Dikutip dari Al Arabiya, serangan pasukan pimpinan Hassan Nasrallah tersebut membalas serangan pasukan zionis sehari sebelumnya.
Baca juga: IDF Bongkar Markas Hamas di RS Rantisi Gaza Ditemukan Peralatan Bantuan dari WHO dan Botol Susu Bayi
Menurut organisasi tanggap pertama yang berafiliasi dengan Gerakan Amal yang bersekutu dengan Hizbullah, tembakan tersebut memakan dua orang meninggal dunia di Lebanon selatan.
Permusuhan di perbatasan Lebanon-Israel terus memanas sejak serangan Hamas ke Israel pada 7 Oktober.
Sejak itu Hizbullah terus meluncurkan roket dan drone ke wilayah musuhnya tersebut. Demikian juga sebaliknya, tentara Benjamin Netanyahu membalas serangan dengan lebih garang.
Perang kata-kata yang memicu kekhawatiran akan meluasnya konflik antara Israel dan kelompok Hizbullah Lebanon yang didukung Iran semakin mendekati kenyataan.
Baku tembak Hizbullah-Israel tersebut menandai kekerasan paling mematikan di perbatasan sejak Israel dan Hizbullah berperang selama sebulan pada tahun 2006.

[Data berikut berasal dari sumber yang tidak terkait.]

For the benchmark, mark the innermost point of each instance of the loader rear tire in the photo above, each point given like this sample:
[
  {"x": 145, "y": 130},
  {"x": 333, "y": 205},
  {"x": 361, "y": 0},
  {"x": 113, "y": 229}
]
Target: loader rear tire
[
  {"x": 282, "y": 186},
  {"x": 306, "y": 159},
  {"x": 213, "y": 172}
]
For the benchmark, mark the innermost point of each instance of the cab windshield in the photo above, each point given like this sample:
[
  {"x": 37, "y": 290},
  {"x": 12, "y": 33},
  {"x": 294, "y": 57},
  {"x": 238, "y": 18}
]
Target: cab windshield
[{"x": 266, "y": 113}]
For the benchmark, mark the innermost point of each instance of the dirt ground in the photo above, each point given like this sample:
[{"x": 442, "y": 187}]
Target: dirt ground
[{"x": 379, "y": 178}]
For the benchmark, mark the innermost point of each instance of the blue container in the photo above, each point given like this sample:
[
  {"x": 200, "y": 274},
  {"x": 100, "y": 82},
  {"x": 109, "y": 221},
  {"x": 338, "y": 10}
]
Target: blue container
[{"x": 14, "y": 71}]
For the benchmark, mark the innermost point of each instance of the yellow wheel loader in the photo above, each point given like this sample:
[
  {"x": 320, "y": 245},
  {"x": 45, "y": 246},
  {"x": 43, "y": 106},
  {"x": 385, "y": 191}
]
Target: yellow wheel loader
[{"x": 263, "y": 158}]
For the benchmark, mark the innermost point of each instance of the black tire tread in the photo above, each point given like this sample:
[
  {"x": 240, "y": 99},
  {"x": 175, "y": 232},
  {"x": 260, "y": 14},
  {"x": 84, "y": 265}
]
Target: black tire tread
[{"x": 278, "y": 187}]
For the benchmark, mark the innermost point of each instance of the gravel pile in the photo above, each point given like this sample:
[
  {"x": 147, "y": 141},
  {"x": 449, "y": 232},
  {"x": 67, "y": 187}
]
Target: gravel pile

Sejauh ini, lebih dari 70 pejuang Hizbullah dan 10 warga sipil tewas di Lebanon, dan 10 orang termasuk tujuh tentara tewas di Israel.
Ribuan orang lainnya dari kedua belah pihak melarikan diri dari serangan.
Hingga saat ini, sebagian besar kekerasan hanya terjadi di wilayah di kedua sisi perbatasan.
Baca juga: Populer Internasional: IDF Temukan Senjata Hamas di Bawah Air - Chaos di Departemen Luar Negeri AS
Israel mengatakan mereka tidak menginginkan perang di wilayah utara karena mereka berupaya menghancurkan Hamas di Jalur Gaza, sementara sumber yang mengetahui pemikiran Hizbullah mengatakan serangan mereka dirancang untuk membuat pasukan Israel sibuk dan menghindari perang habis-habisan.
Amerika Serikat menyatakan tidak ingin konflik menyebar di wilayah tersebut, dan mengirimkan dua kapal induk ke wilayah tersebut untuk mencegah Iran terlibat.
Namun hal ini tidak menghentikan meningkatnya retorika dari Hizbullah dan Israel.
Pemimpin Hizbullah Hassan Nasrallah mengatakan pada hari Sabtu bahwa front Lebanon akan “tetap aktif,” dan mengatakan ada “peningkatan kuantitatif” dalam kecepatan operasi kelompok tersebut.
Perdana Menteri Israel Benjamin Netanyahu memperingatkan Hizbullah pada hari Senin untuk tidak memperluas serangannya.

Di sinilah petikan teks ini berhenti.